Serala le gratifia d’un sourire de louve.

— C’était censé être une comparaison ? Un parallèle ? Dans ce cas, c’est tombé à côté. Je prends des bains de merde, et ma peau est aussi douce et blanche que celle de cette bâtarde exposée ici. Ou veux-tu en venir avec tout ça, Varys ?

— Peut-être, marmotta-t-il avec un léger sourire, peut-être révérai-je d’un tableau dans la Petite Galerie? Nous deux, attablés, et, sur la plaquette de cuivre, l’inscription suivante : « Varys l’Araignée conclut un pacte avec Serala d’Asshaï ».

— Ce serait une allégorie, réfuta-t-elle. Dont le titre serait : « Le Savoir triomphe de l’Ignorance ». Je préférerais un tableau plus réaliste, intitulé « Varys explique son plan à Serala ».

— N’est-ce pas évident ?

— Non.

— Avez-vous oublié ? Le tableau dont je rêve est suspendu dans la Petite Galerie. Les générations futures le regardent, elles savent parfaitement de quoi il s’agit, quel événement est représenté sur ce barbouillage. Sur la toile, les figures peintes de Varys et de Serala s’entendent et concluent un accord au terme duquel l’ancienne Perle Noire de Braavos, sauverait le royaume d’un prince qui s’apprête à commettre la plus grande des bêtises.

— Et dire que, très récemment encore, reprit le la jeune femme après un long moment de silence, j’imaginais que plus rien ne pouvait me surprendre.
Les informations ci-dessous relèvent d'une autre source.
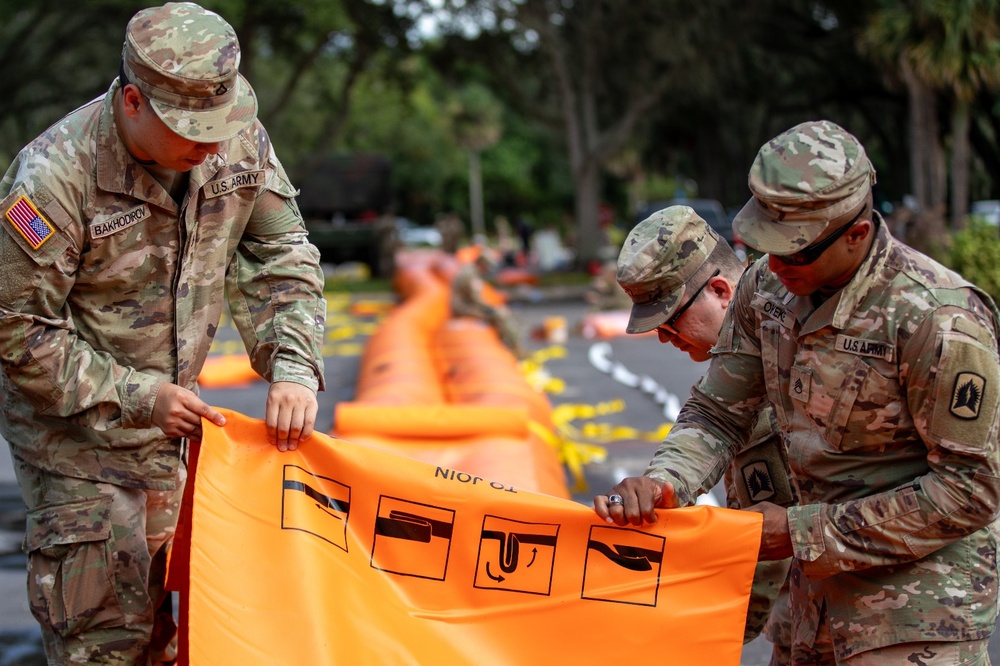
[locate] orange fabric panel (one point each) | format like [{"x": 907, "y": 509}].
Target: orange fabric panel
[
  {"x": 438, "y": 421},
  {"x": 342, "y": 554},
  {"x": 526, "y": 462}
]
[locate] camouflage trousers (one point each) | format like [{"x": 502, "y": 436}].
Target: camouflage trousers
[
  {"x": 928, "y": 653},
  {"x": 97, "y": 557}
]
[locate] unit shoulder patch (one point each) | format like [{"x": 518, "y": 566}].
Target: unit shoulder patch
[
  {"x": 967, "y": 396},
  {"x": 25, "y": 218}
]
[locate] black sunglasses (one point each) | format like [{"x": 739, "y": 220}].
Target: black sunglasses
[
  {"x": 808, "y": 255},
  {"x": 682, "y": 309}
]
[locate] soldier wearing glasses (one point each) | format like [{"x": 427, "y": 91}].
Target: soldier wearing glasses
[
  {"x": 681, "y": 276},
  {"x": 882, "y": 369}
]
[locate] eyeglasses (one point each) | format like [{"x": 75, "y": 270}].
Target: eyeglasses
[
  {"x": 669, "y": 324},
  {"x": 808, "y": 255}
]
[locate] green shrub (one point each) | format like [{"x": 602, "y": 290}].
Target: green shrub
[{"x": 975, "y": 254}]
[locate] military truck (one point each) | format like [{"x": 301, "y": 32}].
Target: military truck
[{"x": 346, "y": 203}]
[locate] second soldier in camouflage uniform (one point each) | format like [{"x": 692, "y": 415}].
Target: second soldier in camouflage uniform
[
  {"x": 680, "y": 276},
  {"x": 881, "y": 366},
  {"x": 124, "y": 225}
]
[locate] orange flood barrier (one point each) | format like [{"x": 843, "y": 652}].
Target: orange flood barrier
[
  {"x": 343, "y": 554},
  {"x": 447, "y": 391}
]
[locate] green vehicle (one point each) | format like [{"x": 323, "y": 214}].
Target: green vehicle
[{"x": 346, "y": 203}]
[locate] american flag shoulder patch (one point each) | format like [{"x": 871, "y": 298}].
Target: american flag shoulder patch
[{"x": 31, "y": 224}]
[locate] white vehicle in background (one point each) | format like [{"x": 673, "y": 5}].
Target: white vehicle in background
[
  {"x": 414, "y": 235},
  {"x": 987, "y": 210}
]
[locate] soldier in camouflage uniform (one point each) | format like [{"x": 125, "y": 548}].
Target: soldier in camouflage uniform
[
  {"x": 681, "y": 275},
  {"x": 467, "y": 300},
  {"x": 125, "y": 226},
  {"x": 881, "y": 366}
]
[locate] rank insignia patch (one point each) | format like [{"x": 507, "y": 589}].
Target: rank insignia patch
[
  {"x": 967, "y": 396},
  {"x": 757, "y": 477},
  {"x": 24, "y": 217}
]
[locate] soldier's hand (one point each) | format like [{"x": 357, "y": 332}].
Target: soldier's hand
[
  {"x": 178, "y": 412},
  {"x": 640, "y": 495},
  {"x": 290, "y": 414},
  {"x": 775, "y": 537}
]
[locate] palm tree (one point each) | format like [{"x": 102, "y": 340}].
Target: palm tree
[{"x": 934, "y": 47}]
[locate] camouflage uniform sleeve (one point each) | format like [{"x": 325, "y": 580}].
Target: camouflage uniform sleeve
[
  {"x": 714, "y": 423},
  {"x": 952, "y": 374},
  {"x": 41, "y": 351},
  {"x": 275, "y": 288}
]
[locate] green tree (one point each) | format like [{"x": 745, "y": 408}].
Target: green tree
[
  {"x": 934, "y": 46},
  {"x": 591, "y": 70}
]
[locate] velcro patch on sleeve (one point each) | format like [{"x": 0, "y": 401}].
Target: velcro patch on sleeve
[
  {"x": 24, "y": 217},
  {"x": 966, "y": 389}
]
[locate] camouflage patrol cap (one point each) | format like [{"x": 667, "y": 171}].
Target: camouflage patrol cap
[
  {"x": 802, "y": 180},
  {"x": 185, "y": 60},
  {"x": 660, "y": 256}
]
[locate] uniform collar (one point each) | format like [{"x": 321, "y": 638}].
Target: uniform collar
[{"x": 866, "y": 277}]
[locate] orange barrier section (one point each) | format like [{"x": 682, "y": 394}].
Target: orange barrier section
[
  {"x": 436, "y": 421},
  {"x": 447, "y": 391},
  {"x": 337, "y": 553}
]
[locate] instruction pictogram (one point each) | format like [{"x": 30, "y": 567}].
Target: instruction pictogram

Crois-moi, Varys, je penserai longtemps à ce banquet et à ces événements étranges. Assurément, cela mérite un tableau. Avec en titre : « Serala quitte Port-Real, hilare ».

Elle ajouta en le fusillant du regard :

— Cesse de tourner autour du pot, Varys. Dis-moi de quoi il s’agit. Dis-moi tout avec des mots simples. Imagine-toi que nous sommes assis autour d’un feu de camp, deux vagabonds en train de faire cuire un cochonnet qu’ils viennent de voler, et qui tentent sans succès de se saouler avec du jus de bouleau.

— Révélez-moi pour qui travaillait l’assaillant du prince que vous avez… torturé ?

Serala réfléchit, ou fit mine de réfléchir

— Hum ! La question n’est pas simple, mais je vais essayer d’y répondre. L’homme m’a donné un nom, et j’ai dû lui arracher la peau des pieds pour  en vérifier la véracité. Ces derniers, ont beaucoup chagriné le prince, et je ne parle pas de la pauvre reine Rhaela.

Cette fois Varys, fronça les sourcils et la regarda sincèrement troublé.

— Que voulez-vous dire ?

— L’homme que tu sers, mon cher Varys, coupa-t-elle gravement, est-une pourriture qui ne vaut même pas un rat d’égout.

Elle détourna les talons et le quitta. Varys sentit ses mains trembler.

— Aerys voulait assassiner sa femme et son fils ? s’exclama-t-il abasourdi. 

Voila pourquoi le prince Rhaegar avait envoyé des corbeaux aux quatre coins du royaume : il voulait renverser l’homme qui avait tenté de l’assassiner. Il devait absolument tirer l’affaire au clair durant le Conseil Restreint. Se tournant aussi pour partir il tomba nez à nez avec le prince Rhaegar Targaryen.

— Nous avons à parler vous et moi, lord Varys.